Developmental research

  • Visualisation and manipulation of embryos in utero

Ultrasound-guided injections

  • Precise drug delivery to a particular organ, creation of orthotropic tumours and embryo injections

The Vevo2100 can also be used to image a range of engineering samples, like hydrogels, nanoparticles, microbubbles and solid objects.

Modalities

  • Colour and pulse wave Doppler modes for blood flow quantification
  • ECG-gated Kilohertz visualisation (EKV) modality for MRI-quality cardiac and vascular imaging
  • 3D imaging for structure and volume analysis
  • Non-linear contrast imaging (Vevo MicroMarker Contrast Agents) to evaluate and quantify relative perfusion in organs and tumours
  • VevoStrain™ and VevoVasc™ software packages for detailed analysis of cardiac and vascular function

Learn more about the Vevo2100 Ultrasound.
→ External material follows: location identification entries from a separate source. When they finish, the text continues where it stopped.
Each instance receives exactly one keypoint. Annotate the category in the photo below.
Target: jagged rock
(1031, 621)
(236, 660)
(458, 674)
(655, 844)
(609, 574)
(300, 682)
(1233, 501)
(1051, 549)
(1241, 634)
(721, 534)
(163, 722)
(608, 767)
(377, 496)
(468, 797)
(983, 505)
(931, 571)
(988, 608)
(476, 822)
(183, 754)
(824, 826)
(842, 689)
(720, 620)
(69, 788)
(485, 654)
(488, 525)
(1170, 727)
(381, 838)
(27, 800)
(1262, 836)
Research using the Vevo2100 Ultrasound

A team of researchers from Monash Biomedicine Discovery Institute’s (BDI) Cardiovascular Disease group are using the Vevo2100 Ultrasound in their preclinical trials of novel drugs that target and inhibit the activity of the enzyme, IRAP, and assess their effectiveness in stabilising established abdominal aortic aneurysms.